Women’s Studies celebrates anniversary

May 6 marked the celebration of the 25th anniversary of UW-Eau Claire’s women’s studies department. Prior to Wednesday, students with majors and minors in the area were preparing a “multi-faceted” history presentation, showcasing their interviews with eight women who have contributed to women’s studies in the Chippewa Valley, said Katherine Rhoades, interim coordinator of the women’s studies program and professor and dean emeriti of the College of Education and Human Sciences.

“I really think it’s turned out beautifully,” Rhoades said in regards to the students’ efforts for the presentation. “We’re under the radar for the most part,” adding that she hopes the unveiling will bring more interest and understanding to the department.

That is also the hope of Donald Christian, dean of the college of arts and sciences.

“I am amazed at the array of areas and differences (within the discipline),” he said.

Women’s studies is small in terms of majors and minors. With 25 students majoring and 29 with a minor, it is difficult financially to have strictly women’s studies faculty, Rhoades said. But, as a result, the department is one of the few on campus that offers faculty and staff in all areas, such as art, biology, communication, economics, history and psychology. Christian described it as “a program that brings all perspectives and disciplinary interests together.”

Sophomore women’s studies major Catherine Emmanuelle describes the discipline as a way to examine one’s self-narrative and discuss limitations, myths and obstacles.

“Women’s studies helped me heal through my own past wounds and move forward in life,” she said. “And it made me question how I could help others be self-sufficient, self-sustainable.”

Both Emmanuelle and Rhoades stress that women’s studies is not exclusive to women.

“People misapprehend that women’s studies is about female liberation,” Rhoades said. “We really discuss how power and privilege have affected many aspects of identity, and all the ways society has created a hierarchy based on race, class, gender and ethnicity.”

Classes discuss global perspectives regarding universal issues of violence, religion, gendered politics and personal aesthetics for all people, Emmanuelle said.

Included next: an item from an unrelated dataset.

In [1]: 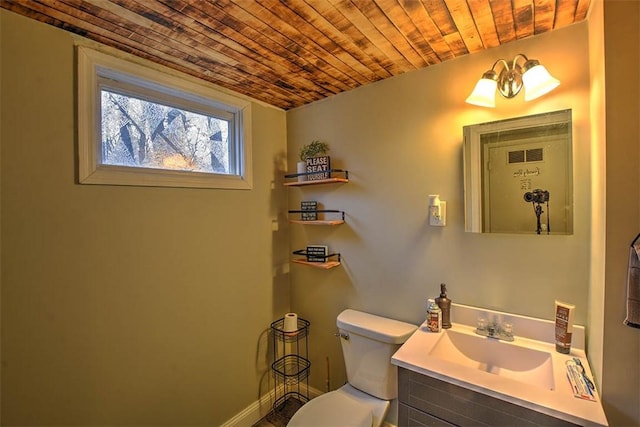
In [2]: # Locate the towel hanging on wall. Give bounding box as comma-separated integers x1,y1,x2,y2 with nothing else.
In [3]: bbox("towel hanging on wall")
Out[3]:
624,234,640,328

“Women’s studies is a way to educate and aid a person about injustices of all people through discussion . to open access for all people, help people realize this is a systemic issue, not personal failure, and provide a chance to rebuild their lives and themselves,” Emmanuelle said.

Rhoades added that, despite women’s studies’ size, Eau Claire has been incredibly supportive of its development.

“At this university, we’ve been fortunate to receive academic and fiscal support,” she said. “Eau Claire has thoroughly embraced the mission and vision of our program.”